Hiroshi Shimodaira

Associcate Professor

e-mail: sim@jaist.ac.jp

Associate Professor Shimodaira joined JAIST in April, 1992 from Tohoku University. He received his Ph.D. in 1988 from Tohoku University and from 1988 to 1991 he was a Research Associate of Faculty of Information Science, Tohoku University. He was a visitor at ATR Interpreting Telephony Research Laboratories in the summer of 1990. From 1995 to 1996, he was a visiting researcher at CSTR, The University of Edinburgh.

Selected Publications

"Recognition of Devanagari Characters Using Neural Networks", IEICE Trans. Inf. & Syst., Vol.E79-D, No.5, pp.523-528 (1996-05)

``Automatic Prosodic Segmentation by F0 Clustering Using Superpositional Modeling'', Proc. of ICASSP-95, pp.624-627, 1995.

``Prosodic Phrase Segmentation by Pitch Pattern Clustering'', Proc. of ICASSP-94, 76.5, pp.217-220, 1994.

``A Fast VQ Codebook Design Algorithm for a Large Number of Data'', Proc. of ICASSP-92, I-109, 1992.

``Speaker-Independent Vowel-Sequence Recognition Based on a Binary Relational Model of Vowels'', Trans. of IEICE, J71-A, pp.1515-1522, 1988-08 (in Japanese).

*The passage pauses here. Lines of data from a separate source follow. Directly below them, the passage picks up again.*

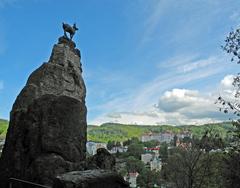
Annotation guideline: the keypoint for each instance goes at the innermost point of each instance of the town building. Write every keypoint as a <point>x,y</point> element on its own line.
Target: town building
<point>132,179</point>
<point>156,164</point>
<point>146,158</point>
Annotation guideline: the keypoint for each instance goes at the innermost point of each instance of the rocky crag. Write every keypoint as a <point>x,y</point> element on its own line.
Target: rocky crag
<point>47,129</point>
<point>46,138</point>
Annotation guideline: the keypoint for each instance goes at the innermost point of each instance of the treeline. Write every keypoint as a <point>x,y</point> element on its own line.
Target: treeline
<point>119,132</point>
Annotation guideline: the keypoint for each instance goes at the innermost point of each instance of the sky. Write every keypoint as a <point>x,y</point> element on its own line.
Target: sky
<point>144,61</point>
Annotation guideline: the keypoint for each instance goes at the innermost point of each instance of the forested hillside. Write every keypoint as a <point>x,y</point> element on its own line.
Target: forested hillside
<point>119,132</point>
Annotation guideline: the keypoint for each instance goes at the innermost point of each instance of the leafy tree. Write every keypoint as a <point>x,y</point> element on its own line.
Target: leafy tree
<point>110,145</point>
<point>135,150</point>
<point>192,167</point>
<point>163,152</point>
<point>232,160</point>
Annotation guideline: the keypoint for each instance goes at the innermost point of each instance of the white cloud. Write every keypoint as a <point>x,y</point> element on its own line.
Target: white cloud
<point>176,106</point>
<point>152,21</point>
<point>227,81</point>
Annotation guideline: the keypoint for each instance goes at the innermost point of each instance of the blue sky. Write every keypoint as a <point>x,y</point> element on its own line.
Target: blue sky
<point>144,61</point>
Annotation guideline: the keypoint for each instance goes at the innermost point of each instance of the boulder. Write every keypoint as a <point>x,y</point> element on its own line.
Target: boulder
<point>47,129</point>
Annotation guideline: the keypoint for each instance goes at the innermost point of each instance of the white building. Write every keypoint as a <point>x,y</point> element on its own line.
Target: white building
<point>93,146</point>
<point>132,179</point>
<point>164,137</point>
<point>156,164</point>
<point>161,137</point>
<point>146,158</point>
<point>119,149</point>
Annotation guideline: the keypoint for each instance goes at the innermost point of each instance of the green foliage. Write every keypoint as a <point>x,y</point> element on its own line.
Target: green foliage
<point>148,178</point>
<point>3,128</point>
<point>120,132</point>
<point>134,165</point>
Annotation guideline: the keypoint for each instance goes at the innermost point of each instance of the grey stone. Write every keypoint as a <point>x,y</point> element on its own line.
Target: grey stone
<point>90,179</point>
<point>47,129</point>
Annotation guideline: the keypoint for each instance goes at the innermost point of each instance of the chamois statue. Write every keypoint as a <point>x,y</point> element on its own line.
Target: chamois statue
<point>70,29</point>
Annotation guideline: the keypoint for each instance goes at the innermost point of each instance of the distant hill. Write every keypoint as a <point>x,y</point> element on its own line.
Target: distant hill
<point>3,128</point>
<point>120,132</point>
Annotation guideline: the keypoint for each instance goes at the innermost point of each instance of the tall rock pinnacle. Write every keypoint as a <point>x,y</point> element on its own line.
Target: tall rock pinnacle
<point>47,129</point>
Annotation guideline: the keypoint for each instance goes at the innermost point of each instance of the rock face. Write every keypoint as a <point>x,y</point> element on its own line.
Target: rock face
<point>90,179</point>
<point>102,159</point>
<point>47,130</point>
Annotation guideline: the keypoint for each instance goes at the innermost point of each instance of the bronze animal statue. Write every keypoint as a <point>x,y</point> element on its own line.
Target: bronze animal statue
<point>70,29</point>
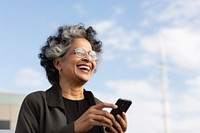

Research Project Available

Speaker-independent speech recognition and speech understanding

Handwritten Chinese character recognition

Man-machine interface design

We are currently working in the field of pattern recognition, especially speech recognition / understanding and character recognition.

Speech recognition:

There are four research subjects I have been concerned with in order to develop a novel speech understanding system (SUS). One is to solve the between-speaker variability problem which is one of the most important, and still very difficult, obstacles for realizing a speaker-independent SUS. Our research group is trying to model speaker variations both in static and dynamic domains, i.e. spectral and temporal domains. The second one is to develop a technique of incorporating prosodic features into SUS. Prosodic features, such as accent, intonation and pauses, are noticed as super segmental features of spoken language, and provide important information for comprehending speech. Although these features have not been used successfully in SUS because of their unreliable and unstable properties, we expect that stochastic analysis of the prosodic features and optimal search algorithms will enable us to make use of the features for SUS. The two remaining subjects are to study man-machine interface, and to develop efficient algorithms for optimization problems useful to pattern recognition.

Character recognition:

Automatic recognition of handwritten Chinese characters still remains a very difficult task in spite of intensive research over 10 years. One of the main reasons is the various differences in character images drawn by different writers. We have been studying several kinds of pattern transformation methods to overcome this obstacle. In addition, we have been developing an easy-to-use character-to-braille translation system for blind readers.